Minnesota's interest, on the other hand, is clearly spelled out in law. Numerous Minnesota statutes mandate that parents provide "necessary medical care" for children and specifying that complementary and alternative medicines may not be sufficient substitutions, although may be used in unison with community standards of care. Thus the legislature has deemed that as a matter of public policy, parents like Colleen Hauser must provide standard and necessary care for ailments like Hodgkins lymphoma, using the commonly accepted chemotherapeutic treatment.

The Court judged rightly that the core conflict here was between Colleen's free exercise of religion and the state's interest in Daniel's welfare. Had this been a case where Colleen was diagnosed with cancer, Minnesota could not force her to do anything. But Daniel, being unable to offer informed consent on his own, should not be at the total mercy of his mother's religious beliefs. In this instance, they are a certain death sentence at the hands of another. It is insufficient that this other person who is asserting her religious beliefs is his mother.

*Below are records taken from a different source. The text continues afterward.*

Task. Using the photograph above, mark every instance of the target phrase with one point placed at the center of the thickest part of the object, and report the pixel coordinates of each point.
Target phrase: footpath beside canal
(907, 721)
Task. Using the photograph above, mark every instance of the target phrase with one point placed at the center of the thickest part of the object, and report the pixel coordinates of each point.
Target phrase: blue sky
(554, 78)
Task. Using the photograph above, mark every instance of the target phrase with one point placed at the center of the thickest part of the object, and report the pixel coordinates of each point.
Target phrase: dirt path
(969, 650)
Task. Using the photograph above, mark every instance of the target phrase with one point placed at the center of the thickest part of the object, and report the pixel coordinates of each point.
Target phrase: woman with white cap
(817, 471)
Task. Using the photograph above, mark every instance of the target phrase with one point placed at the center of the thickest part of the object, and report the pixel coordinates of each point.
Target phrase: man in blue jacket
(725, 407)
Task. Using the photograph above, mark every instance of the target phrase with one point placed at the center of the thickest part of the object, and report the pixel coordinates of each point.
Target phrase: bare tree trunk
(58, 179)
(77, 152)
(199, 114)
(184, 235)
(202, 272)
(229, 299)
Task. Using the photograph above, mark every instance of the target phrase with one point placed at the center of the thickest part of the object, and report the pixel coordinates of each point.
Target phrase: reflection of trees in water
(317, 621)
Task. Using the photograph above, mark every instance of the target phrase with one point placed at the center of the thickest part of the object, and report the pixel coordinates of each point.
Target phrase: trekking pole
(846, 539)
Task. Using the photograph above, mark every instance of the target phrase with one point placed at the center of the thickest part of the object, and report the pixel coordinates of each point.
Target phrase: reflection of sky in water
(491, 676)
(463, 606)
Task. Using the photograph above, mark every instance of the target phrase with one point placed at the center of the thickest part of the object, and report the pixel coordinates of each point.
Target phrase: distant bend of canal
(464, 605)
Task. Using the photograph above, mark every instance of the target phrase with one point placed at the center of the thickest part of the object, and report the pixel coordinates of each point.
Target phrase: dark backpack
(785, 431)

The First Amendment does not stand as a Constitutional bulwark against Minnesota's interventions into Daniel's medical care. The traditional posture of the law of the US is to accord deference to religious belief, but not to exempt actions or duties unless they can be accommodated without harm. Under the principle carved out in Employment Division v. Smith, 494 U.S. 872 (1990), there seems to be no substantial basis for religious exemptions to laws so long as the legislation is neutral and unbiased to particular religions and generally-applicable and binding on to all citizens. But Smith was about access to employment benefits (and about conduct that was prohibited by criminal law).

More to the point of parental deprivation of medical care, numerous cases support intervention, particularly the Minnesota case Lundman v. McKown, 530 N.W.2d 807 (Minn. App. 1995). And the Supreme Court has weighed in on what should happen when a child's health is jeopardized by parental choices, in Prince v. Massachusetts, 321 U.S. 158 (1944), a case that carved out authority for the government to protect the rights of children in spite of parental control: "The family itself is not beyond regulation in the public interest, as against a claim of religious liberty. And neither the rights of religion nor the rights of parenthood are beyond limitation...The right to practice religion freely does not include the right to expose the community or the child to communicable disease or the latter to ill-health or death...Parents may be free to become martyrs themselves. But it does not follow they are free, in identical circumstances, to make martyrs of their children before they have reached the age of full and legal discretion when they can make that choice for themselves."

While I would have tried to persuade her differently, my mom might have been reasonable to defer all treatment. She was an adult and could have come to a fully informed conclusion about the risks and benefits for treatment for a disease that was likely to kill her.

With a child like Daniel, particularly with the kind of highly treatable disease he has, it is not a parent's place to martyr their own children. The state's interest is very high in ensuring he receives adequate treatment.